Context would matter a lot. Were my doctor to say that I'm over my weight limit, and it would do my health good to weigh less, that would be civil even if he put it rather strongly. If my husband were to say he loves me and wants me to be with him for a long time and would like me to exercise and watch what I eat, that would be loving. If a friend told me I shouldn't wear that dress because it pointed out how fat I was, that wouldn't be terribly civil, although likely true.
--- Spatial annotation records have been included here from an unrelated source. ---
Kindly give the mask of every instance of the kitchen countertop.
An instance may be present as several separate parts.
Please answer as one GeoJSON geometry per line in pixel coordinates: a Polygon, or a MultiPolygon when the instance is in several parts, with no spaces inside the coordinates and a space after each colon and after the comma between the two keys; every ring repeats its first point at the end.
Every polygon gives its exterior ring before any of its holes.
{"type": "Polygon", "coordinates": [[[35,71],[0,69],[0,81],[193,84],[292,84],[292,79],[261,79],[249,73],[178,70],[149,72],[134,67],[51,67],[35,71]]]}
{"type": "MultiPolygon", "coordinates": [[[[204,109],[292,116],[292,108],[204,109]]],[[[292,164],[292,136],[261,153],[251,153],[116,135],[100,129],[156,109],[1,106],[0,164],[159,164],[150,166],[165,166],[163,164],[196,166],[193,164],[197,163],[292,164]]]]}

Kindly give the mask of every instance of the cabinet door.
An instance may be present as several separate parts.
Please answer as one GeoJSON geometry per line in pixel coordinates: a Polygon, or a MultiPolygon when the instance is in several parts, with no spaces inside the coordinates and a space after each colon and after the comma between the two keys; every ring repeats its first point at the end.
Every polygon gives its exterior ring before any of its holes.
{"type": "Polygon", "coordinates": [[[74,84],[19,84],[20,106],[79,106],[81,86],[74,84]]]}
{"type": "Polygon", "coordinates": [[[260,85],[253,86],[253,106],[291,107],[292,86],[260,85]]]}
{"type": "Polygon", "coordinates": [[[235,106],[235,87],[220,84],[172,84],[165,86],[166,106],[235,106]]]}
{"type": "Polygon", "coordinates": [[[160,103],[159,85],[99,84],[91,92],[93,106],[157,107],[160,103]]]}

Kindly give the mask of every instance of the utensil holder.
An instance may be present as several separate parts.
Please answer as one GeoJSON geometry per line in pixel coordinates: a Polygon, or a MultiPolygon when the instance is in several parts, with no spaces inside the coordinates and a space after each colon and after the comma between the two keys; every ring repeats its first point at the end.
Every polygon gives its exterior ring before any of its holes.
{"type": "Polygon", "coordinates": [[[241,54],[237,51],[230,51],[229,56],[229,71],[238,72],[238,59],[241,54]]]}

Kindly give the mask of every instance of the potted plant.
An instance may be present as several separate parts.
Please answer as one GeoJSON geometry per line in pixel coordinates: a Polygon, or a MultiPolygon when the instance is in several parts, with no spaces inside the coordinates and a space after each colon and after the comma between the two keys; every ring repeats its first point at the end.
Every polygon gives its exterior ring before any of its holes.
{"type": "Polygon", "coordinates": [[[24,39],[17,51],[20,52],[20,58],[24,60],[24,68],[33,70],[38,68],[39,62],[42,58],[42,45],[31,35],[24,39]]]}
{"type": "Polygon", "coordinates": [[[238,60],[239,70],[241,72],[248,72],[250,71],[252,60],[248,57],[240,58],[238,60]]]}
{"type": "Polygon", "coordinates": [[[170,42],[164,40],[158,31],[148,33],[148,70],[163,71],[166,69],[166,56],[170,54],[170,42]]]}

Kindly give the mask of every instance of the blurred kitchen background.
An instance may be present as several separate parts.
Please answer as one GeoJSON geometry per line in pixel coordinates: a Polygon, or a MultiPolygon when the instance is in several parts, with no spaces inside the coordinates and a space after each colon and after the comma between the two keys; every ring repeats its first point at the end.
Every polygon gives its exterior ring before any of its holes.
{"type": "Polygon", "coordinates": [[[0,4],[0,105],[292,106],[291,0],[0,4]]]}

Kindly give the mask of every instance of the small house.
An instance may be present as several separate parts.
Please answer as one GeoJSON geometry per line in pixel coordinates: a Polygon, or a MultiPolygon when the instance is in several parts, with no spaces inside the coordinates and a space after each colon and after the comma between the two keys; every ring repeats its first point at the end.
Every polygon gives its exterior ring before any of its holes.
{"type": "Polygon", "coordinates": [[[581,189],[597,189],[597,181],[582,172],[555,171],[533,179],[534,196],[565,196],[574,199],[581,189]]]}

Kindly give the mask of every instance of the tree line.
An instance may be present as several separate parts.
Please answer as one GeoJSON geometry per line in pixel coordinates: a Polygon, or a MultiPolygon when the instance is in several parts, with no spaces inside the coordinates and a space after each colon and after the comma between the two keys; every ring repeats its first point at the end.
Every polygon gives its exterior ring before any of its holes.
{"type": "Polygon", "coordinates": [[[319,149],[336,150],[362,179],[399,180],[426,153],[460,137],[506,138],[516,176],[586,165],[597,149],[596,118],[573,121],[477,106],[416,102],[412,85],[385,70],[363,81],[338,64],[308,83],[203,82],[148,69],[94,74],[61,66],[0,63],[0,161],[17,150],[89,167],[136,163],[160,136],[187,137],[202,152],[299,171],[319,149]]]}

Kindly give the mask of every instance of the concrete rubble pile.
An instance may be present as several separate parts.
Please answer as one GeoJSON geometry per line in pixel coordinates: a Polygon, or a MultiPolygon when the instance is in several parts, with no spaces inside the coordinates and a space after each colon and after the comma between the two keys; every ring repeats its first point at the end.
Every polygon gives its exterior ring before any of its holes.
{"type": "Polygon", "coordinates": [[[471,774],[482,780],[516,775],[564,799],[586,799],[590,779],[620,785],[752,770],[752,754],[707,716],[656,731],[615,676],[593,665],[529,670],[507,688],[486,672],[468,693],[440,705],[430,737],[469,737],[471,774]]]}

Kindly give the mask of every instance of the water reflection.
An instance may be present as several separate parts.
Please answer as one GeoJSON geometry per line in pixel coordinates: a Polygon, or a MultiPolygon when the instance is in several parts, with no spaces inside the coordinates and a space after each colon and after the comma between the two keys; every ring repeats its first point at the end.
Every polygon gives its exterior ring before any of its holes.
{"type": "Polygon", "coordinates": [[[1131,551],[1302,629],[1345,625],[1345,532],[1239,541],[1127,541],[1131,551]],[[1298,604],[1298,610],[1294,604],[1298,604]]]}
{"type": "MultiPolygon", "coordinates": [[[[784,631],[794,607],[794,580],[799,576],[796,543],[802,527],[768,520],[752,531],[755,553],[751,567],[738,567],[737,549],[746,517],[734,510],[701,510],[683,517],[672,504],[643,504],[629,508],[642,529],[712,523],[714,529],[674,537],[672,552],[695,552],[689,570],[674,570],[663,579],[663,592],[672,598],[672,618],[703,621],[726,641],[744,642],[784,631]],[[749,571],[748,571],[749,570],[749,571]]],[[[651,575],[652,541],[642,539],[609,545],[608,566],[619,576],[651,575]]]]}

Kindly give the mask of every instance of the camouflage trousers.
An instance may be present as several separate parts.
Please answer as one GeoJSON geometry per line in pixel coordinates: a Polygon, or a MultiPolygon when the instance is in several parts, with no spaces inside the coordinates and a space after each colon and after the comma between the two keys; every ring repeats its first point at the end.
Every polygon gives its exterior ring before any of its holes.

If someone walked up to me out of the blue and told I was fat and disgusting, that would be completely uncivil. No matter how much truth is involved.
Posted by Dinah on May 10, 2007, at 11:12:55
In reply to Re: perhaps, more importantly - » one woman cine, posted by Dinah on May 10, 2007, at 11:08:49
I should have said, clearly to me. Which is what I meant.
Posted by one woman cine on May 10, 2007, at 11:13:19
In reply to Re: perhaps, more importantly - » one woman cine, posted by Dinah on May 10, 2007, at 11:08:49
I understand that. Completely.
But what gg touched on was secrecy and relief at speaking about something that resonates for her (& others I suspect) strongly.
Why was she prevented from articulating this previously? (rhetorical question - don't answer, please)
Why are criticisms of babble workings/decisions silenced or perceived to be silenced?
I guess this is a bigger question than what's civil/what's not scenario.
True, civility needs to be strived for, but there's also a balance.
Not to say that all is malicious intent or any. I don't know. But I have a deep distrust of people who say they have best interests in mind, when in fact - actions prove otherwise.
Posted by Dinah on May 10, 2007, at 11:19:59
In reply to Re: perhaps, more importantly -, posted by one woman cine on May 10, 2007, at 11:13:19
> But I have a deep distrust of people who say they have best interests in mind, when in fact - actions prove otherwise.
"Actions prove otherwise" is a conclusion that might lead others to feel accused or put down.
I appreciate the discussion of ideas, but that one sentence needs to be restated to be in accordance with site guidelines.
Dr. Bob, of course, has oversight over all deputorial decisions, and my choose to adjust this or any one.